Collapsing Loops to Improve Workload Balance
The parallel for directive applies only to the next loop. As always, it is best to apply parallelization at the outermost loop, because this reduces the number of synchronizations necessary. However, a low trip count for the outer loop will limit the maximum number of threads that can be used in parallel. In these cases, it might be appropriate to parallelize the inner loop, since this could have a higher iteration count. Without know-ing the trip counts for the two loops, it is not possible to decide which strategy is more appropriate.
However, OpenMP provides a way of avoiding issues with the outermost loop having a low trip count, which is to collapse the inner and outer loops into a single loop.
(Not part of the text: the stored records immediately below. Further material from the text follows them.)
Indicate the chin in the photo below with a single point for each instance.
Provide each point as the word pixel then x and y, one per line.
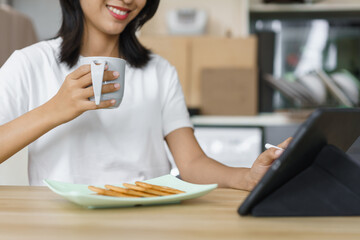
pixel 114 31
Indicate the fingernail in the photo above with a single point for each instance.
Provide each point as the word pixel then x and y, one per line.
pixel 278 152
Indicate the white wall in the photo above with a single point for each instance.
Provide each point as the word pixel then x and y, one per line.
pixel 14 170
pixel 45 14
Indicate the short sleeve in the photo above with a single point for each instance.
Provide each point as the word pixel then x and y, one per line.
pixel 174 111
pixel 14 89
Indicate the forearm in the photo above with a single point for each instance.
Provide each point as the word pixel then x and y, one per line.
pixel 25 129
pixel 205 170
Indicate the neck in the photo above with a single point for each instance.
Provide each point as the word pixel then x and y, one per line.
pixel 95 43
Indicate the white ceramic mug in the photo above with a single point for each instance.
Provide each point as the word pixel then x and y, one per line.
pixel 97 74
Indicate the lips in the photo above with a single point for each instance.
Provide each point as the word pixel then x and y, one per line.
pixel 118 12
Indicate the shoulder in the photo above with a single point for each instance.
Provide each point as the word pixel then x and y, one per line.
pixel 44 51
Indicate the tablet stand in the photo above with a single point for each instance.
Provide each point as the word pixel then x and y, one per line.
pixel 328 187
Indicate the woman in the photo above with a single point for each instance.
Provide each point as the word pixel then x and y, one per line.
pixel 44 102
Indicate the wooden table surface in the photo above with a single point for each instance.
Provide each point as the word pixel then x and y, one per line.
pixel 37 213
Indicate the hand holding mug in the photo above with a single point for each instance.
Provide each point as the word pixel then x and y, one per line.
pixel 72 99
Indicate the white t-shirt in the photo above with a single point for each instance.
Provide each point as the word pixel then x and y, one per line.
pixel 102 146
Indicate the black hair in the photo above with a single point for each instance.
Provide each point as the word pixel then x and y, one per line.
pixel 72 30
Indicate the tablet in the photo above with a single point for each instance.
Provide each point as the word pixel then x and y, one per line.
pixel 339 127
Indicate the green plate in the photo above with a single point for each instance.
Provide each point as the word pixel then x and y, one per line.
pixel 81 195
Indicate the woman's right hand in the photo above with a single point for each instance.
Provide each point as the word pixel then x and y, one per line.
pixel 72 99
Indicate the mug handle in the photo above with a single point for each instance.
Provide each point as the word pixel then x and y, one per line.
pixel 97 74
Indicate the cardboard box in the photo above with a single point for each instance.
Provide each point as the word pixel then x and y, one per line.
pixel 230 91
pixel 211 52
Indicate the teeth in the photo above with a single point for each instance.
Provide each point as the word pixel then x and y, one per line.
pixel 117 11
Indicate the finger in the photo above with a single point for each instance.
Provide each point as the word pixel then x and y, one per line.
pixel 269 156
pixel 81 71
pixel 285 143
pixel 86 80
pixel 90 105
pixel 107 88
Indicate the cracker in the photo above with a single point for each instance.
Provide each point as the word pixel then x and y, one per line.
pixel 157 187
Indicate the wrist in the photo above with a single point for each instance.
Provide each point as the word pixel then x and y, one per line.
pixel 50 114
pixel 241 179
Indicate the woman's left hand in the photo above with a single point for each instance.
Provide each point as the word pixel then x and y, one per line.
pixel 263 163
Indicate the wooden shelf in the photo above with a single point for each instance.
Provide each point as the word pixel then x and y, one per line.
pixel 256 6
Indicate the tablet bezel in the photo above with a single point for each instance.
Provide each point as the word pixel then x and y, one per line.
pixel 336 126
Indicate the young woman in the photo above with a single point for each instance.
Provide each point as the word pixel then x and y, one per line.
pixel 44 104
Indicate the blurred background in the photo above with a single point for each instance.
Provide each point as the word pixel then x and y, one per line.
pixel 251 70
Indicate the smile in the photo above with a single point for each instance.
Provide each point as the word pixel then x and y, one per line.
pixel 118 13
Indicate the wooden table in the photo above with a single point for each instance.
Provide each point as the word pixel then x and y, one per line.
pixel 37 213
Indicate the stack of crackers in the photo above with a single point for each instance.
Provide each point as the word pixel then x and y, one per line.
pixel 139 189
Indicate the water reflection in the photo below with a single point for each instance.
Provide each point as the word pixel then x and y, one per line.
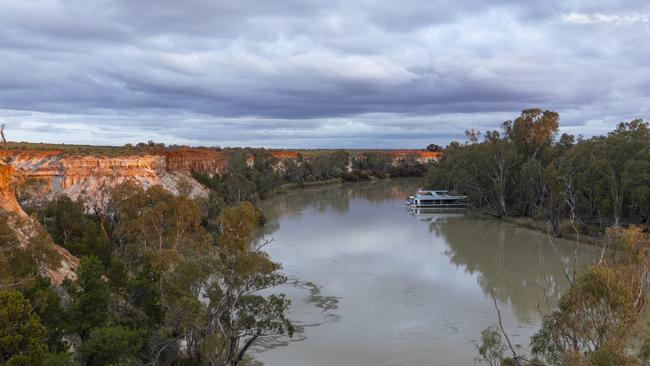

The clause to do this is collapse, which takes the number of loops to collapse as a parameter. Listing 7.61 shows an example of a code where the outer loop has a low trip count, and using the collapse clause enables scaling to higher numbers of threads.
Listing 7.61 Using the collapse Clause to Improve Scaling
#pragma omp parallel for collapse( 2 )
for( int i=0; i<2; i++ )
for( int j=0; j<10000; j++ )
array[i][j] = sin( i+j );
Without the collapse clause, the outermost loop will only ever scale to two threads. With the collapse clause, the combined loop can be up to a theoretical 20,000 threads (although the synchronization overheads would cause the code to run slowly far before that count was reached). Using the collapse clause may introduce additional overhead into the parallel region, so it is worth evaluating whether the clause will improve per-formance or cause a performance loss.